Ce mercredi, le gouvernement a fixé la feuille de route d’un projet dont le cap, défini ce midi par le Premier ministre, reste le même : « Il faudra travailler plus longtemps ». Et face à la mobilisation qui grandit chaque jour contre la réforme des retraite, le gouvernement perd ces moyens et dans sa lamentable propagande il ose déclarer que  ceux qui se mobilisent le 5 décembre sont des privilégies. Rien que cette insulte suffit à être du cortège dans la manifestation à Paris.   

Une autre réforme des retraites est possible, solidaire et digne du 21e siècle, capable de relever le défi de l’allongement de la vie. La grève du 5 décembre fait d’ailleurs resurgir le spectre de 1995. Un mouvement marqué par trois semaines de paralysie totale. L’exécutif avait dû faire marche arrière sur la réforme trônée à l’époque par Alain Juppé, 1er ministre. Depuis, Sarkozy, Hollande et maintenant Macon ont marché dans ses pas. Intox à foison, mauvaise foi, manipulations grossières et autres exercices laborieux de « pédagogie » : les macronistes se débattent comme de beaux diables pour tenter de convaincre les opposants à leur contre- réforme des retraites de pointer au boulot le 5 décembre. À quelques jours d’une mobilisation qui pourrait s’avérer historique, le gouvernement, aux abois, a même sorti l’artillerie lourde, chaque ministre reprenant de manière plus ou moins heureuse « les éléments de langage » dictés par l’Élysée.

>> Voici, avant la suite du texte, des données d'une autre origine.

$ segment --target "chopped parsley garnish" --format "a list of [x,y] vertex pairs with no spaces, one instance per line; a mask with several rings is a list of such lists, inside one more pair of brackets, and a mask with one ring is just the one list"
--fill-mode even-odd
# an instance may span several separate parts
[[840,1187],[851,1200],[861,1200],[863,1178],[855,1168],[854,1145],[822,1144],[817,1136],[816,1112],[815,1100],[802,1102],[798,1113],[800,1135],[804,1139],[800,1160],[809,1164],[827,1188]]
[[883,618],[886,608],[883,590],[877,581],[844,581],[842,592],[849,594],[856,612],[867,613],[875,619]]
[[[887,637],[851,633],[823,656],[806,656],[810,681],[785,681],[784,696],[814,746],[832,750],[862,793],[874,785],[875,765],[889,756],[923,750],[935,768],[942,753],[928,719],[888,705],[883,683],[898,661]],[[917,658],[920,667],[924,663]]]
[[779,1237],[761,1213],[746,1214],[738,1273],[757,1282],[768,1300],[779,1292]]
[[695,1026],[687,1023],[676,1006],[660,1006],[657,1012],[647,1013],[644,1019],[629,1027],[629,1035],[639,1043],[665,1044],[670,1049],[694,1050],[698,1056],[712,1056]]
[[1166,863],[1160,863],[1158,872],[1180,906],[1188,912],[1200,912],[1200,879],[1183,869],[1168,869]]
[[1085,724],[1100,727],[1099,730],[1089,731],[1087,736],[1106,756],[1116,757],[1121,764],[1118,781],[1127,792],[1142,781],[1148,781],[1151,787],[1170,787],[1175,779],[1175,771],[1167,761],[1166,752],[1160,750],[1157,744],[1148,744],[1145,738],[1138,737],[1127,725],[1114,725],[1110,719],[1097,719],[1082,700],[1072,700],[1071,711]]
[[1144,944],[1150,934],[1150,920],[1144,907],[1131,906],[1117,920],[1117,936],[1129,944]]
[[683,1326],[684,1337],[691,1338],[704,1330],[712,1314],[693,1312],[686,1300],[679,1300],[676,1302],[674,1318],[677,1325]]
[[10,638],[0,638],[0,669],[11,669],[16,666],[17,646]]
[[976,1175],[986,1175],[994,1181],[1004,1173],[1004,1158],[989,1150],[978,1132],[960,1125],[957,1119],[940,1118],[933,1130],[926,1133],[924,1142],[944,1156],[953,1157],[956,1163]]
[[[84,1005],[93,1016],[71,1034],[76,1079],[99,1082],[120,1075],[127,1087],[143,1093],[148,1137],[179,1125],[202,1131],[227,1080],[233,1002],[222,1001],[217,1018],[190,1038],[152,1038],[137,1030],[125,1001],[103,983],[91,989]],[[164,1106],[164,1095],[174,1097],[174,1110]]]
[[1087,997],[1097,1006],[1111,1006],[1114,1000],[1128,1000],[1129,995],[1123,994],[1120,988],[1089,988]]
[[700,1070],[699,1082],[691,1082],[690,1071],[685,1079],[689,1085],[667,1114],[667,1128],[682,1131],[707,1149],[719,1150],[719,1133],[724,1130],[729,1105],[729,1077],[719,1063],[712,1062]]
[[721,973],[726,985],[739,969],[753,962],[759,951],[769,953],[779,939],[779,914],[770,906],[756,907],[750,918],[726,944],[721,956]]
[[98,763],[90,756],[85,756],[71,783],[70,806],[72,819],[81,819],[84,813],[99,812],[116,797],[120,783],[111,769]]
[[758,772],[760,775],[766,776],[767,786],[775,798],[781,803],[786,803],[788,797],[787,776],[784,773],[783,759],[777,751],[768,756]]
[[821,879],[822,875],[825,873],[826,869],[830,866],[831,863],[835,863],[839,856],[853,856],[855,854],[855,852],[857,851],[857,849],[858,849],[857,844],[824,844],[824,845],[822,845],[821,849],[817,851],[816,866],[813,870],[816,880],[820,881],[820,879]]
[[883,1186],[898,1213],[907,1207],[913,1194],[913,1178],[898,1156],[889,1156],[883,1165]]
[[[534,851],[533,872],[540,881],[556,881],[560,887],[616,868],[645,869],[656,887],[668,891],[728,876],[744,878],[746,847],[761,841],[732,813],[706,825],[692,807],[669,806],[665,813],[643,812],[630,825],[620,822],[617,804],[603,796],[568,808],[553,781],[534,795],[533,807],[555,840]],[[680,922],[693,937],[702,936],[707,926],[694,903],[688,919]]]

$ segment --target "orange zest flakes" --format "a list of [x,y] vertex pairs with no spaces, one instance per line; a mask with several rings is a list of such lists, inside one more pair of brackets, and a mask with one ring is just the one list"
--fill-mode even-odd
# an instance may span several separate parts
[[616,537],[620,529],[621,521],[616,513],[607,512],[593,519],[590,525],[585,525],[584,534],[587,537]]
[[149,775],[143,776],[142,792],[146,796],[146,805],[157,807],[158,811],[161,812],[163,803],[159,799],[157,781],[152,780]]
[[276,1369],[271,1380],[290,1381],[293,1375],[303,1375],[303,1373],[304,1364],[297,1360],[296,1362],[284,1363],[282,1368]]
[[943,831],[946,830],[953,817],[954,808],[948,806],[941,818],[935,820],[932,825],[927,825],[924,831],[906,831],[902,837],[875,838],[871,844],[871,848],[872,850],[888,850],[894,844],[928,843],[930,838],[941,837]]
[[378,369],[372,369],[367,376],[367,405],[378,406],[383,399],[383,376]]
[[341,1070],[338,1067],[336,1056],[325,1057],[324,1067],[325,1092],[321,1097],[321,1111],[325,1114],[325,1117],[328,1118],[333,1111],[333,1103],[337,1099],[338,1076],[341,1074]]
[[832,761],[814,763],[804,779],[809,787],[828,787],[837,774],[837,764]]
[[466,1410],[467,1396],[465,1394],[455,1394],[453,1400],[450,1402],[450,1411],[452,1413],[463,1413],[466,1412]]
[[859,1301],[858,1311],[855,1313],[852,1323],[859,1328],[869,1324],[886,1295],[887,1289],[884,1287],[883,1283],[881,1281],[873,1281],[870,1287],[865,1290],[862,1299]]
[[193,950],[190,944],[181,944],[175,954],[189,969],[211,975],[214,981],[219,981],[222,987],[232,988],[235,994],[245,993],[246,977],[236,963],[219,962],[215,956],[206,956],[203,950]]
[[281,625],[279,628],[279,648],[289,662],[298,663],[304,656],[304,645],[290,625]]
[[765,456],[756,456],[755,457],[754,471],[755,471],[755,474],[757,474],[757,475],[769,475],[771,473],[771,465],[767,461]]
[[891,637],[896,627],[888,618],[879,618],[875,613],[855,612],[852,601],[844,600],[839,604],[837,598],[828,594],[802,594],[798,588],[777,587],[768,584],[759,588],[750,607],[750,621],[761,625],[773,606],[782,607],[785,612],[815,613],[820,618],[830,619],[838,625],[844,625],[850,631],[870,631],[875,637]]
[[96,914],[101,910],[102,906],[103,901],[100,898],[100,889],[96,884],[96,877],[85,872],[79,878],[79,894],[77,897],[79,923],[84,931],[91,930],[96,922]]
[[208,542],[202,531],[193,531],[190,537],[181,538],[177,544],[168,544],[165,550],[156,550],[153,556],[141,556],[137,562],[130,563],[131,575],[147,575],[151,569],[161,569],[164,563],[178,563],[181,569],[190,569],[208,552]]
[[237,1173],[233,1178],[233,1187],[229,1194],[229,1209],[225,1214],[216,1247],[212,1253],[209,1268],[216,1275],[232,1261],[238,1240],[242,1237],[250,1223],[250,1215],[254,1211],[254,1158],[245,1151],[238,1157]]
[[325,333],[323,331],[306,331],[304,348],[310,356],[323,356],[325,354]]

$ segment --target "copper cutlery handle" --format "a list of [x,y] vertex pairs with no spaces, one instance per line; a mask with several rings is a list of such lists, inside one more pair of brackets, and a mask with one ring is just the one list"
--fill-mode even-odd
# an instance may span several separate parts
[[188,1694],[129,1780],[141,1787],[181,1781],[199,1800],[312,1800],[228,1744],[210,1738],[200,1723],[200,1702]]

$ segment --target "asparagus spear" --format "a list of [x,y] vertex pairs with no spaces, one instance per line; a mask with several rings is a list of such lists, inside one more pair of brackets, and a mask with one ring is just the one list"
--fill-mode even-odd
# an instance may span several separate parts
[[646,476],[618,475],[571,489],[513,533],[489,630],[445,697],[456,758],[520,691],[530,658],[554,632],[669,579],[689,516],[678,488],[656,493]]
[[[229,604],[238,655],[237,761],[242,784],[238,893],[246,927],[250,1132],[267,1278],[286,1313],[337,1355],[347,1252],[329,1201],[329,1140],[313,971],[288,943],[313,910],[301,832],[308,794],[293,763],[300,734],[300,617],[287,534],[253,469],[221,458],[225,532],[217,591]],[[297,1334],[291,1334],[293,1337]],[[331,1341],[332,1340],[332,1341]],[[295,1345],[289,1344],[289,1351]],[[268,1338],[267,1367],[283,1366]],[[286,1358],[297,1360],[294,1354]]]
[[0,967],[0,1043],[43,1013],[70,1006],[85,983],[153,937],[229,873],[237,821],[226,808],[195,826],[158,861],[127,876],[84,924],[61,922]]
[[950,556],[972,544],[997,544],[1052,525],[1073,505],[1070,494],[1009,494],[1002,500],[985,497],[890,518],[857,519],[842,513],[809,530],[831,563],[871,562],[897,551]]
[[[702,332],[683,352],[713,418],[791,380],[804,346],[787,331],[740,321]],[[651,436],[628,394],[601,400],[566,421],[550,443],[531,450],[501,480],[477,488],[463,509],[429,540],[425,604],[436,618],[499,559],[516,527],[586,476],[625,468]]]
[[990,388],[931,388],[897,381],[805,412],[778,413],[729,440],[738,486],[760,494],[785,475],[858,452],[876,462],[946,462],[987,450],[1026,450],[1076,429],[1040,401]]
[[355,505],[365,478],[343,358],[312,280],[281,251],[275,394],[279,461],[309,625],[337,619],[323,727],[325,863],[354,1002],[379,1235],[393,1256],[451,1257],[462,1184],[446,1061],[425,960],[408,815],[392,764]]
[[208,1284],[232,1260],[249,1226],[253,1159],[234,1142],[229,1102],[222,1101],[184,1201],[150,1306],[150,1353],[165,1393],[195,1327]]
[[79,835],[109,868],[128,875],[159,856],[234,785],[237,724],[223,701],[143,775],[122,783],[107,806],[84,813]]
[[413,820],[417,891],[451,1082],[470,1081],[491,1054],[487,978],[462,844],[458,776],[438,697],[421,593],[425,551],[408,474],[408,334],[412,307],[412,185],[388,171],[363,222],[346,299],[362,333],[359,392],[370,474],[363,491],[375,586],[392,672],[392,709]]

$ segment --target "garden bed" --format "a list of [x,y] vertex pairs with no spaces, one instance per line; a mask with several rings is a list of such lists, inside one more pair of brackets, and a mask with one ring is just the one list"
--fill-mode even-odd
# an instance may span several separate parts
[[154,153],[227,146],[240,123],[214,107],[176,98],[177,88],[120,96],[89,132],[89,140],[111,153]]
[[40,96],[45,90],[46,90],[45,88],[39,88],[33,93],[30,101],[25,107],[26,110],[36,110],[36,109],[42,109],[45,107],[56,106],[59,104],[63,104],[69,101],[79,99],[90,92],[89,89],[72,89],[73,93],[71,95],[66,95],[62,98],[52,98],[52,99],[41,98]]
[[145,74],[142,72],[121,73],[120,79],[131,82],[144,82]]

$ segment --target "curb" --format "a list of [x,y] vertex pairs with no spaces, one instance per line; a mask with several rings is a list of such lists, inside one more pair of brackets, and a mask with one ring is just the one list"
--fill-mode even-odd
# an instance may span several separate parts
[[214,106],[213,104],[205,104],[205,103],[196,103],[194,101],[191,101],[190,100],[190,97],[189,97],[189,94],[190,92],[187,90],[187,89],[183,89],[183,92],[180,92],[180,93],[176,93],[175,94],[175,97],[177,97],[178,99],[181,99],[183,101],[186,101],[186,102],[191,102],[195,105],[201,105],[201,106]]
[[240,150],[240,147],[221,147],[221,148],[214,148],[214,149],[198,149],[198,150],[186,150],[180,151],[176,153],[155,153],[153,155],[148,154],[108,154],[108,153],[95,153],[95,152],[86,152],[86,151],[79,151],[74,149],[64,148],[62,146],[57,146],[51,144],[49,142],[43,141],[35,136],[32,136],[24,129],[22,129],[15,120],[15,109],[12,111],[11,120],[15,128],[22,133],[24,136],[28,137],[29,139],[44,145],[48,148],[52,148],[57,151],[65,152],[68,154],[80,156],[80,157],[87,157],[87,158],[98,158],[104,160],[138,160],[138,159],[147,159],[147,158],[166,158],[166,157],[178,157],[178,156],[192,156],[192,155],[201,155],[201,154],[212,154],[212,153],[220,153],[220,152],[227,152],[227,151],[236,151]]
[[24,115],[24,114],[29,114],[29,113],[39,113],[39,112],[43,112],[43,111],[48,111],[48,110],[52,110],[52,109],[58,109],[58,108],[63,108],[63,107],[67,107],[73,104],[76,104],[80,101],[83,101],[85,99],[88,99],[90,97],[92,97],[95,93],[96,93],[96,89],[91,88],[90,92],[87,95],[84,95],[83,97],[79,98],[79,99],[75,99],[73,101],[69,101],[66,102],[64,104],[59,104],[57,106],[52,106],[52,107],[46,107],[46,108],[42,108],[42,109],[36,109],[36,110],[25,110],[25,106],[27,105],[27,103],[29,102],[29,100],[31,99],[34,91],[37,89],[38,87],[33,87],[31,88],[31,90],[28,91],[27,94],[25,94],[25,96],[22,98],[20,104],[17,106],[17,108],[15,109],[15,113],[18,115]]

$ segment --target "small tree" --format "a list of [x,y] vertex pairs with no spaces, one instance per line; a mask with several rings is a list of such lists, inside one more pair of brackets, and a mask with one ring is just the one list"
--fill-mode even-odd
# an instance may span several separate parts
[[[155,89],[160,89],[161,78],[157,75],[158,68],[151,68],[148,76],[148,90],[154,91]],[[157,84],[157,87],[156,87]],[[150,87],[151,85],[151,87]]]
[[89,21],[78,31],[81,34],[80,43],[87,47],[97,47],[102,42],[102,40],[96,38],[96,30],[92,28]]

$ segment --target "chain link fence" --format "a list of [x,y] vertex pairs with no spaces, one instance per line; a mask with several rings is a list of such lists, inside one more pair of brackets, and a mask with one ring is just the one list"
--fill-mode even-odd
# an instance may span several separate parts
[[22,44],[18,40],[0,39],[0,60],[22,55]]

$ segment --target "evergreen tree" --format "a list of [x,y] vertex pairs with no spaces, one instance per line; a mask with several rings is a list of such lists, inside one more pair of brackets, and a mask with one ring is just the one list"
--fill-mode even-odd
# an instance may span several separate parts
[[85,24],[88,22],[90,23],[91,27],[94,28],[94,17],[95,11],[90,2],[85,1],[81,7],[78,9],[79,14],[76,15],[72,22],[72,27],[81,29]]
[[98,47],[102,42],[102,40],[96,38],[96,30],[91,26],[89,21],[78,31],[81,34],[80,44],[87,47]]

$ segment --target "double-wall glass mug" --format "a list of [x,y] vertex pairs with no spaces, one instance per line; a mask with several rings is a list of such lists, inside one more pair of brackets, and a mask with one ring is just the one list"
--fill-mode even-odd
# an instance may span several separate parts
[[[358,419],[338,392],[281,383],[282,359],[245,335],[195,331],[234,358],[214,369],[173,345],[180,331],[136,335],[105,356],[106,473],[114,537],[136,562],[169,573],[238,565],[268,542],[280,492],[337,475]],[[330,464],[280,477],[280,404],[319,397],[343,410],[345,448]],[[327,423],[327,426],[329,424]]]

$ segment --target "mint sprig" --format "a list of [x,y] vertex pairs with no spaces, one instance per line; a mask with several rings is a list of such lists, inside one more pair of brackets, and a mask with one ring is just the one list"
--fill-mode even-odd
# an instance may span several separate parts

Ainsi, échouant à convaincre des bienfaits prétendus de son projet, le président de la République fait mine de s’étonner d’une « mobilisation massive contre une réforme dont on ne connaît pas les termes exacts ». Et pour cause, il n’a cessé de jouer la montre pour garder le maximum de cartes dans son jeu. « Le texte de loi n’est pas encore écrit », persiflait dimanche Gérald Darmanin, en service commandé, comme si le rapport Delevoye n’existait pas. Comme si l’exécutif n’avait jamais fait part de son intention de liquider le système par répartition pour une ouverture à la capitalisation, dont nous démontrons aujourd’hui les ravages là où elle a été mise en place partout dans le monde. D’ailleurs les Français ne sont pas dupes : 64 % ne font pas confiance à Emmanuel Macron pour changer le système de retraites. « Nous n’échouerons pas, la réforme se fera », s’avance pourtant Gérald Darmanin, dont l’arrogance cache mal l’inquiétude de la majorité qui sent le pays se lever.

Comme à chaque fois que la peur change de camp, le matraquage sera violent, à grand renfort médiatique et ses pénibles marronniers sur la grève qui « pénalise les Français », étant entendu que les grévistes ne sont pas français… La vérité est que les retraites sont devenues l’un des thèmes les plus chauds de l’actualité sociale mondiale. Et pour cause. On assiste un peu partout sur la planète, sous l’effet de la globalisation financière, à une offensive en règle des assureurs privés. Ils veulent ici accroître les profits des fonds de pension déjà sous leur coupe. Ils font là le forcing pour s’accaparer le magot de systèmes publics qui les font saliver quand ils échappent encore à leur emprise.

Outre Paris, des manifestations sont prévues dans 150 grandes villes en France. À Paris, cette dernière s’élancera de la Gare du Nord, passera par Magenta, République, Voltaire et terminera à Nation.